Some studies have assessed the association between autoimmune thyroid disease and psoriatic disease, which presented conflicting results19. Consistent with previous case–control studies reporting that there was no difference in the prevalence of autoimmune thyroid disease between patients with psoriatic disease and controls24,57, the present study showed that the risk of developing autoimmune thyroid disease was not increased in patients with newly diagnosed psoriatic disease.

In previous population-based studies, the frequency of systemic sclerosis was higher in patients with psoriatic disease than in controls19,21. However, we did not observe any increased risk of developing systemic sclerosis in patients with newly diagnosed psoriatic disease.

This study is not without limitations. First, there may be inherent diagnostic inaccuracies as our study was based on administrative data. However, we not only used a previously validated diagnostic algorithm for psoriatic disease but also combined the diagnostic code with the prescription of medications or a highly reliable RID code for each outcome. Second, the risk of only a selected number of autoimmune diseases was assessed. Third, psoriatic disease severity was only indirectly assessed using prescription data. Fourth, although the results of the study were adjusted for insurance type, which is closely related to the economic status of each individual, other potential confounding factors including lifestyle and living environment could not be adjusted. Lastly, the generalizability of the results of our study should be examined in further studies.

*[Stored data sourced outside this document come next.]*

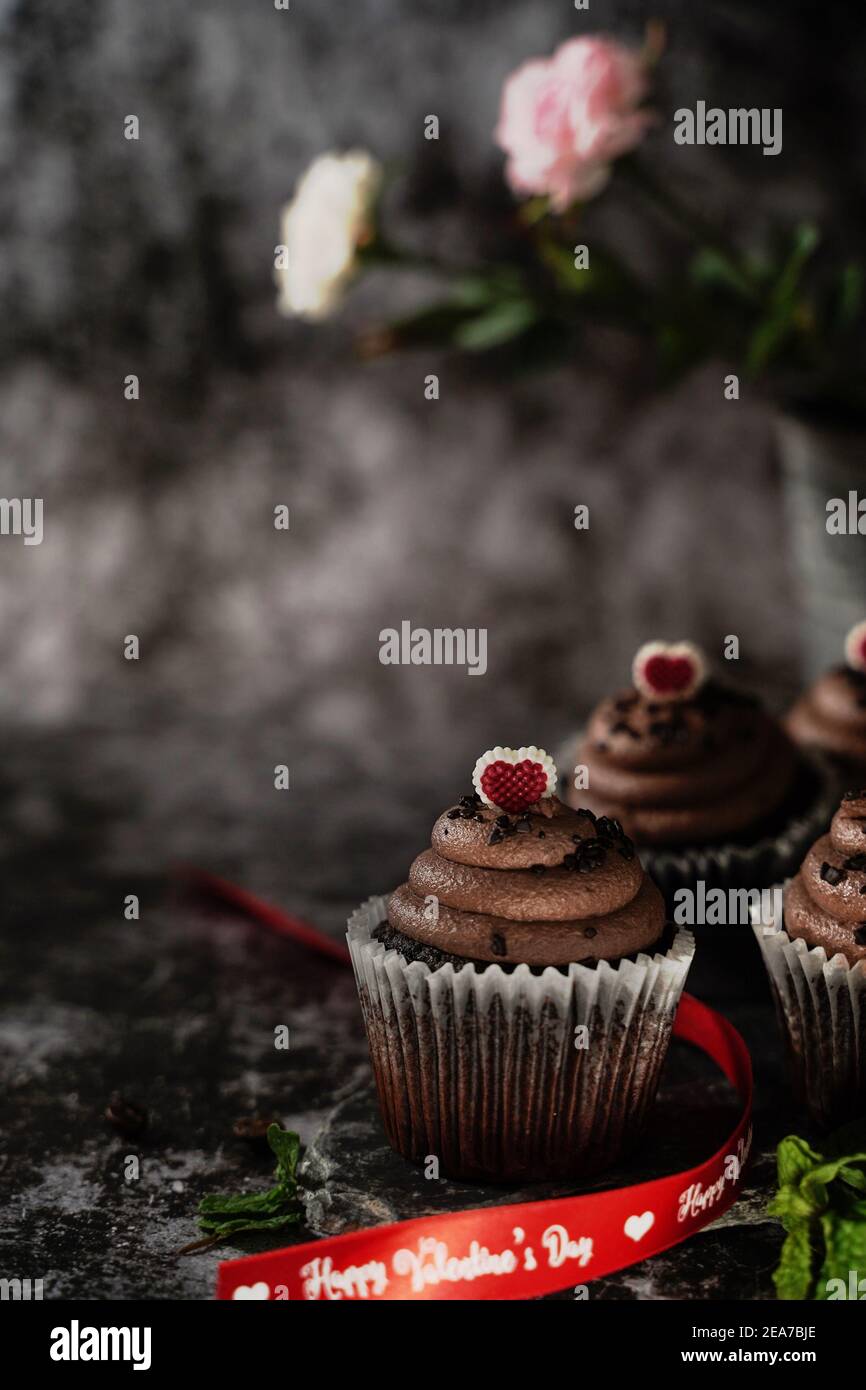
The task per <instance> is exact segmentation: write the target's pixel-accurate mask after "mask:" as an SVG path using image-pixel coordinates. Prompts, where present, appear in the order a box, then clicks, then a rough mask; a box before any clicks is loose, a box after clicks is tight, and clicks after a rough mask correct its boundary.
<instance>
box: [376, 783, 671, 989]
mask: <svg viewBox="0 0 866 1390" xmlns="http://www.w3.org/2000/svg"><path fill="white" fill-rule="evenodd" d="M388 920H389V923H391V926H392V927H395V929H396V930H398V931H402V933H403V934H405V935H407V937H411V938H413V940H414V941H420V942H423V944H425V945H434V947H436V948H438V949H441V951H446V952H450V954H452V955H459V956H463V958H468V959H477V960H491V962H496V960H498V962H500V963H513V965H518V963H525V965H535V966H546V965H555V966H556V965H569V963H570V962H578V960H603V959H619V958H620V956H623V955H631V954H635V952H638V951H646V949H649V948H652V947H653V945H655V942H657V941H659V938H660V937H662V933H663V929H664V906H663V901H662V895H660V894H659V891H657V888H656V887H655V884H652V881H651V880H649V878H648V877H646V874H645V873H644V869H642V866H641V862H639V859H638V858H637V855H635V852H634V845H632V844H631V841H630V840H628V838H627V837H626V835H624V834H623V830H621V827H620V826H619V824H617V823H616V821H613V820H609V819H606V817H602V819H596V817H595V816H594V815H592V812H589V810H581V809H571V808H569V806H566V805H563V803H562V802H560V801H557V799H556V798H555V796H550V798H545V799H544V801H539V802H537V803H535V805H534V806H531V808H528V809H527V810H524V812H521V813H520V815H505V813H502V812H500V810H499V809H498V808H495V806H493V808H489V806H485V805H482V802H481V799H480V798H478V796H477V795H471V796H464V798H463V801H461V802H460V805H459V806H455V808H450V809H449V810H446V812H445V813H443V815H441V816H439V817H438V820H436V823H435V826H434V831H432V840H431V848H430V849H427V851H424V853H421V855H418V858H417V859H416V860H414V863H413V865H411V869H410V872H409V881H407V883H406V884H402V887H400V888H398V890H396V892H393V894H392V895H391V899H389V903H388Z"/></svg>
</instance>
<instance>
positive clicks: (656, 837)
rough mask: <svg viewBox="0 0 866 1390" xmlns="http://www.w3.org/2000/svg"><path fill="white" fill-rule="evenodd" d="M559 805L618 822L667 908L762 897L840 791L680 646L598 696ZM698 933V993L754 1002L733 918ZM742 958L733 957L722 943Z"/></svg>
mask: <svg viewBox="0 0 866 1390" xmlns="http://www.w3.org/2000/svg"><path fill="white" fill-rule="evenodd" d="M569 765H570V767H571V770H570V773H569V777H567V778H566V780H564V784H563V785H564V791H563V795H564V798H566V801H567V802H569V805H571V806H581V805H584V806H587V808H589V809H591V810H594V812H595V813H596V815H606V816H610V817H614V819H616V820H617V821H620V823H621V824H623V827H624V830H626V833H627V834H628V835H631V837H634V840H635V842H637V845H638V848H639V851H641V856H642V859H644V863H645V865H646V869H648V872H649V873H651V874H652V877H653V880H655V881H656V883H657V884H659V887H660V888H662V891H663V894H664V895H666V898H667V899H669V908H670V909H671V910H674V908H676V903H677V901H678V899H677V894H680V892H681V890H687V891H689V892H694V891H695V890H696V885H699V884H702V885H703V890H702V891H706V890H762V888H766V887H769V885H770V884H773V883H776V881H780V880H783V878H785V877H787V876H788V874H790V873H792V872H794V870H795V867H796V865H798V863H799V859H801V858H802V855H803V852H805V849H806V847H808V845H809V844H810V842H812V841H813V840H815V837H816V835H817V834H819V833H820V831H822V830H823V828H824V827H826V824H827V823H828V820H830V815H831V812H833V798H834V795H835V794H837V787H835V783H834V778H833V776H830V773H828V770H827V767H826V766H824V765H823V763H822V760H820V759H816V758H815V756H813V755H810V753H805V752H802V751H799V749H798V748H796V746H795V745H794V742H792V741H791V739H790V737H788V735H787V733H785V731H784V730H783V727H781V724H780V723H778V721H777V720H776V719H773V717H771V716H770V714H769V713H767V712H766V710H765V709H763V708H762V705H760V702H759V701H758V699H756V698H755V696H752V695H748V694H744V692H742V691H737V689H733V688H730V687H727V685H724V684H721V682H720V681H717V680H714V678H712V677H710V676H708V670H706V660H705V656H703V653H702V652H701V651H699V649H698V648H696V646H694V645H692V644H689V642H678V644H663V642H648V644H645V645H644V646H641V649H639V651H638V653H637V656H635V659H634V663H632V685H631V687H628V688H626V689H621V691H619V692H617V694H614V695H610V696H607V698H605V699H603V701H602V702H601V703H599V705H598V706H596V709H595V710H594V712H592V714H591V716H589V720H588V724H587V728H585V730H584V733H582V734H581V735H580V738H578V741H577V744H575V745H573V749H571V755H570V758H569ZM696 926H698V940H699V941H701V944H702V951H701V958H699V965H698V972H696V976H695V977H694V981H692V983H694V984H695V988H698V990H702V988H703V987H708V988H710V990H712V991H719V990H720V988H721V990H726V988H728V987H730V988H734V990H737V992H741V991H742V990H744V988H745V990H746V991H749V992H759V994H760V992H763V990H765V983H763V977H762V972H760V969H759V965H758V960H756V958H755V962H753V963H755V969H753V970H746V972H744V969H742V949H744V948H745V949H748V951H749V952H751V930H749V917H748V909H744V912H742V913H741V919H738V920H735V922H731V920H727V919H726V920H724V922H720V923H719V924H717V926H714V927H712V926H706V924H702V923H701V922H698V923H696ZM733 942H735V945H737V947H738V948H740V949H737V951H733V949H731V944H733Z"/></svg>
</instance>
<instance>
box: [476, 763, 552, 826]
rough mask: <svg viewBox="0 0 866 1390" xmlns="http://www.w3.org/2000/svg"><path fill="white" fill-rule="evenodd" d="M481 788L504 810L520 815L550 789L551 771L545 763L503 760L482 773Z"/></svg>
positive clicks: (486, 769)
mask: <svg viewBox="0 0 866 1390" xmlns="http://www.w3.org/2000/svg"><path fill="white" fill-rule="evenodd" d="M481 790H482V792H484V795H485V796H487V798H488V801H492V802H493V805H495V806H499V809H500V810H507V812H510V813H512V815H516V813H517V812H518V810H528V808H530V806H534V805H535V802H537V801H538V799H539V798H541V796H542V795H544V794H545V791H546V790H548V771H546V769H545V767H542V766H541V763H534V762H531V760H530V759H528V758H524V759H523V762H521V763H506V762H502V759H500V760H499V762H496V763H489V765H488V766H487V767H485V769H484V771H482V773H481Z"/></svg>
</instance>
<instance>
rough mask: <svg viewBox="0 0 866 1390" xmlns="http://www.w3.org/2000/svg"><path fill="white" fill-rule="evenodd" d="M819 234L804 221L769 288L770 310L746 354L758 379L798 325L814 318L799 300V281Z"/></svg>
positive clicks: (800, 226)
mask: <svg viewBox="0 0 866 1390" xmlns="http://www.w3.org/2000/svg"><path fill="white" fill-rule="evenodd" d="M819 240H820V234H819V231H817V228H816V227H813V224H812V222H801V225H799V227H796V228H795V231H794V239H792V243H791V250H790V253H788V259H787V261H785V264H784V265H783V268H781V271H780V274H778V278H777V281H776V284H774V285H773V286H771V289H770V295H769V303H767V311H766V316H765V318H763V320H762V321H760V322H759V324H758V327H756V329H755V332H753V334H752V338H751V341H749V346H748V352H746V370H748V373H749V375H752V377H755V375H756V374H758V373H759V371H762V370H763V368H765V367H766V366H767V363H769V361H770V360H771V359H773V357H774V356H776V354H777V353H778V350H780V349H781V346H783V343H784V342H785V341H787V339H788V336H790V335H791V332H792V329H794V328H795V325H796V324H803V322H806V321H809V320H810V318H812V310H810V309H809V306H808V304H805V303H803V300H802V299H798V297H796V292H798V288H799V281H801V277H802V272H803V270H805V267H806V263H808V260H809V259H810V256H812V254H813V253H815V250H816V249H817V245H819Z"/></svg>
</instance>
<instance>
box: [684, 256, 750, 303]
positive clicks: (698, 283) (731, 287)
mask: <svg viewBox="0 0 866 1390" xmlns="http://www.w3.org/2000/svg"><path fill="white" fill-rule="evenodd" d="M689 274H691V278H692V281H694V284H695V285H701V286H702V288H705V289H717V288H724V289H733V291H734V293H735V295H738V296H740V297H741V299H749V300H751V299H753V296H755V291H753V288H752V285H751V282H749V278H748V275H744V274H742V271H741V270H740V267H738V265H737V264H735V261H734V260H733V259H731V257H730V256H726V254H724V253H723V252H720V250H717V249H716V247H713V246H703V247H702V249H701V250H699V252H698V253H696V254H695V256H694V257H692V263H691V265H689Z"/></svg>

In conclusion, compared with the comparator cohort, patients with newly diagnosed psoriatic disease had a higher risk of incident autoimmune diseases including CD, UC, SLE, RA, AS, alopecia areata, and type 1 diabetes. In comparison with the findings of previous studies based on prevalent cases of psoriatic disease, the results of the current study strongly indicated a shared autoimmune-related pathomechanism between psoriatic disease and autoimmune diseases. This study also demonstrated the existence of autoimmune diseases not related to psoriatic disease, such as Graves’ disease, Hashimoto’s disease, Sjögren’s syndrome, and systemic sclerosis. As the absolute risk of each psoriatic disease-related autoimmune disease assessed by the NNH was not sufficiently high, routine screening for these autoimmune diseases in patients with psoriatic disease may not be encouraged. However, considering the lowest NNH for alopecia areata and the low cost of clinical examinations, appropriate examinations may be necessary to determine the presence of comorbid alopecia areata in patients with psoriatic disease to provide individualized treatment.

IRB approval status

The Institutional Review Board of Asan Medical Center approved this study (2021–1253). The need for informed consent from the participants was waived by the Institutional Review Board of Asan Medical Center because the data did not contain any identifiable information on individual patients. The database is strictly regulated to prevent any exposure of identifiable information.